GNU General Public License v3.0

56 stars 13 forks source link

Dask and sgkit integration (major release) #373

Open jeromekelleher opened 3 years ago

jeromekelleher commented 3 years ago

The plan for the next major release of tsinfer is to integrate with two upstream projects to improve tsinfer's scalability. There are two major parts to this:

Replace our custom data file formats with sgkit datasets. This will make the process of importing data into tsinfer far easier and reduce the maintenance burden for us in terms of providing functionality for manipulating input datasets.
Change our parallelism model from many threads on one machine to being fully distributed using Dask.

Both of these are significant changes, but together they will vastly improve the data import experience (which is currently pretty bad), improve scalability, and ultimately simplify the code as we can use upstream tools for a lot of things like managing progress bars, etc.

cc. @hyanwong @awohns @benjeffery

hyanwong commented 3 years ago

We should ask the good people who develop sgkit to see if they can start implementing any additional functionality we might need to make a seamless transition from our SampleData format to native sgkit formats. For instance, how do we associate site times, ancestral states, and missing data with sites in sgkit format? And are there equivalents of the subset() functionality etc. I assume @jeromekelleher has a good handle on if there is anything bespoke that would need to be added into sgkit. I suppose one way is to see if it's possible to keep most of the formats.py test suite working after a move to sgkit.

jeromekelleher commented 3 years ago

I'll be working on this in the new year - I'm one of the sgkit maintainers.

hyanwong commented 3 years ago

Yep, I gathered as much. I guess we don't need an issue to keep track of what's required, then?

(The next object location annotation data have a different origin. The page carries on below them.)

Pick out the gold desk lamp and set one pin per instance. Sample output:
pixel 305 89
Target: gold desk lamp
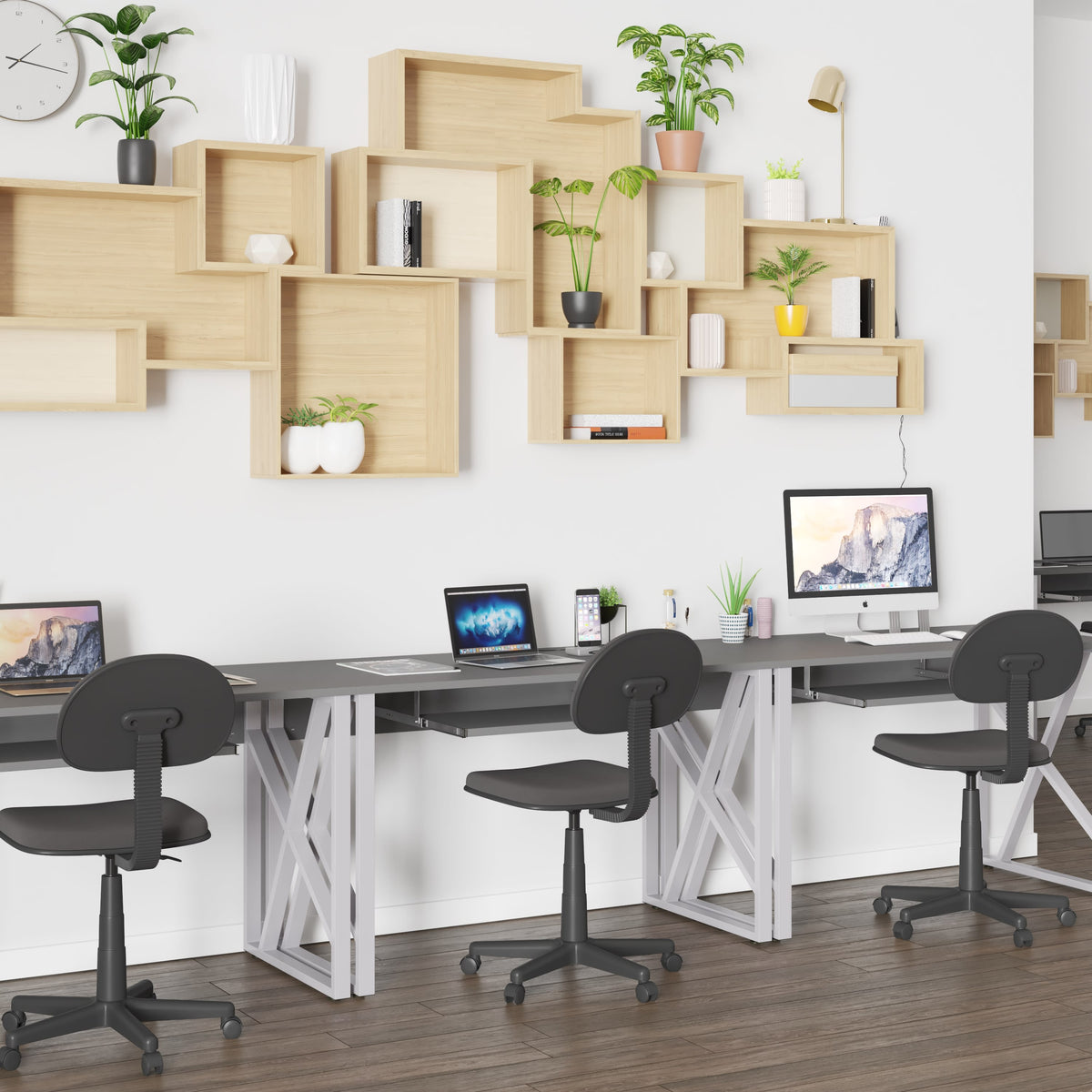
pixel 827 94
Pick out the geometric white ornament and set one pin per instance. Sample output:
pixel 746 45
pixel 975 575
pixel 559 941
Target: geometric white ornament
pixel 660 266
pixel 268 249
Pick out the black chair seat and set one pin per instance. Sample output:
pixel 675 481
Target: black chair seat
pixel 966 752
pixel 560 786
pixel 96 829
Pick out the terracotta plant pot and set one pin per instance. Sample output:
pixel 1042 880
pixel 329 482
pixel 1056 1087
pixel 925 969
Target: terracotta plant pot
pixel 680 148
pixel 792 319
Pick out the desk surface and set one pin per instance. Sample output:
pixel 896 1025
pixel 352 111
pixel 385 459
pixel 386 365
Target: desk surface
pixel 319 678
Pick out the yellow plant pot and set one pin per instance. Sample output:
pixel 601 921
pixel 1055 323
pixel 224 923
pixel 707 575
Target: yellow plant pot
pixel 792 319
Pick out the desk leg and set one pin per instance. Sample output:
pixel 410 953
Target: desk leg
pixel 754 710
pixel 1026 800
pixel 298 854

jeromekelleher commented 3 years ago

I don't know yet how the whole thing will fit together - I'll open issues with specific things as it becomes clearer when I start working on it. Basically, though, sgkit datasets are flexible in that you can add in extra variables as you see fit. So, we're going to take a much looser approach to what we require on input data, basically just making sure it's an sgkit dataset with the variables (aka columns) we need. We'll probably provide some tools for updating datasets to include the columns we need. The SampleData class will definitely be retired completely, I'm not sure what'll happen to the AncestorData class yet.

hyanwong commented 3 years ago

Just while I think of it, if we are suggesting using tree sequences as a compressed format e.g. for UKB data, then it would be useful to store quality control data for each site in sgkit (I'm sure is in the works), and then pass it through to the final tree sequence, so that we can e.g. output a QC-containing VCF file for a subset of the data. Come to think of it, we might even be able to use the QC scores for inference.